To address the above-mentioned constraints, in the present study, we extended the Trader optimization algorithm for selecting a near-optimal subset of features and generating an efficient prediction model in terms of classification criteria [28]. Additionally, to get better prediction results, a voting-based ML framework was proposed, labeling data samples based on the consensus of predictions obtained from different artificial machines. To evaluate the proposed machine learning approaches, in all the computational experiments, the fivefold cross-validation technique was used.

Methods

The UCI repository has collected various datasets from different scopes and provided a suitable resource for machine learning applications. From this repository, a total of 13 clinical/biological datasets, utilized in various research work as gold-standard input files, were obtained (Table 1). These datasets included different numbers of samples and features/genes, so they seemed to be qualified for evaluating the proposed method in different conditions.

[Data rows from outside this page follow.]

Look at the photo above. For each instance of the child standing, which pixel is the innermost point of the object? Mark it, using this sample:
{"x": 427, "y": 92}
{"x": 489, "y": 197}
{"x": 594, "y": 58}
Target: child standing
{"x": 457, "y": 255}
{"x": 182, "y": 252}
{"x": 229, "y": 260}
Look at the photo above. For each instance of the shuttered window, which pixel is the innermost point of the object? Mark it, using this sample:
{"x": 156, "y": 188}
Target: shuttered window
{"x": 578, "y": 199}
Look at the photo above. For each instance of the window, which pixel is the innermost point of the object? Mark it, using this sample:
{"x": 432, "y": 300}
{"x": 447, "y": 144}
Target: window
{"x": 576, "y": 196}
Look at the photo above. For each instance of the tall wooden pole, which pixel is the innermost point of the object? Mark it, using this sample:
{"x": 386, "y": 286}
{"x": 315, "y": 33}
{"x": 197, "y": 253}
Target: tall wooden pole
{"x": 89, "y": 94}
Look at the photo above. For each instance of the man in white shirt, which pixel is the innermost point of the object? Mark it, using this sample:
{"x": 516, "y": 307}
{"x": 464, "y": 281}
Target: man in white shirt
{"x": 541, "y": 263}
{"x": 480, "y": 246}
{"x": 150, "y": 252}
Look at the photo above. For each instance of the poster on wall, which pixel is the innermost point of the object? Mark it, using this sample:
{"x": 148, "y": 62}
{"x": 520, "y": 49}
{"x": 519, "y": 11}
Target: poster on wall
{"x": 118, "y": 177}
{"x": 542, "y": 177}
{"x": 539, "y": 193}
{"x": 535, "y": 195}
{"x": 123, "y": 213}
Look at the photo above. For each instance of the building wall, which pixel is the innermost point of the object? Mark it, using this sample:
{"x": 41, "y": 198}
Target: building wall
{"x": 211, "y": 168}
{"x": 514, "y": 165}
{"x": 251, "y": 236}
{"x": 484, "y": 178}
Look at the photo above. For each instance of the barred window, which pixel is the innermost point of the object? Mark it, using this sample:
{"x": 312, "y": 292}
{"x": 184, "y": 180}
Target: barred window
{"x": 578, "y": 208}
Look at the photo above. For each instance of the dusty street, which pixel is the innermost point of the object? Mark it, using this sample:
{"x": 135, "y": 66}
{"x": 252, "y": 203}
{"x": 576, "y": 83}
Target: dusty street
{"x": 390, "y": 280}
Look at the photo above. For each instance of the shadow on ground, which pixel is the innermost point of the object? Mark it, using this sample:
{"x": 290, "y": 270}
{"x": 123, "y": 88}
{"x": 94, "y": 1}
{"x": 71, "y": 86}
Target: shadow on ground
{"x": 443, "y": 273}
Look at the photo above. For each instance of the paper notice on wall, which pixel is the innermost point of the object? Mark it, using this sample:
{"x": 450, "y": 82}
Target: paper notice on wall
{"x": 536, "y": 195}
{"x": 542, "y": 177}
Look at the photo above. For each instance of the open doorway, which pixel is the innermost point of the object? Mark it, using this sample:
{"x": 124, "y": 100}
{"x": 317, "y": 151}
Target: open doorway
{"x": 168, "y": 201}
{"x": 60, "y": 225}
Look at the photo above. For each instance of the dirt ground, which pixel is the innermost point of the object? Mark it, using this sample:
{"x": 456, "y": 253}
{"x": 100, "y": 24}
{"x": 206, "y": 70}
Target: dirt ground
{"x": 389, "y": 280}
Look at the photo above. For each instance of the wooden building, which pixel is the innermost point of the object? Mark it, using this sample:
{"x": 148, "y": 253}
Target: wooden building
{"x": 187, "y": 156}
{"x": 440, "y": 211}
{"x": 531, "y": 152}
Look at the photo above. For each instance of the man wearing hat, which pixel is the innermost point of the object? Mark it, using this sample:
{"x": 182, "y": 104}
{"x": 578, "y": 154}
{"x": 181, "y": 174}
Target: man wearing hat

The proposed framework, shown in Fig. 1, was applied to these data, and the results were compared from a wide range of classification measurements.

Table 1 The properties of the datasets obtained from the UCI repository
Fig. 1
figure 1

The framework of the proposed voting-based machine learning method for classifying biological/clinical datasets. The final prediction is determined by aggregating the outputs of different models. \({\mathrm{F}}_{{\mathrm{p}}_{\mathrm{i}}}\) shows the total number of models that predicted a given sample belongs to the ith group

The acquired data were preprocessed in two phases that completed missing values and normalized the data, sequentially. To complete the missing values of a given sample, firstly, ten other samples (not including the missing values and sharing a high value of Pearson correlation coefficient (> 0.5) with the sample of interest) were chosen if plausible. Secondly, the missing value of the sample of interest was determined based on calculating the interpolation of the related values. Finally, for normalizing the data, Eq. 1 was used, which converts the data of a feature to range [0, 1].

$$x_{{i.j_{new} }} = \frac{{x_{{i.j_{current} - min_{j} }} }}{{max_{j} - min_{j} }}$$
(1)

where xi,j, minj, and maxj represent the value of the ith row and jth column of a given data, and the minimum and maximum values of the jth column, respectively.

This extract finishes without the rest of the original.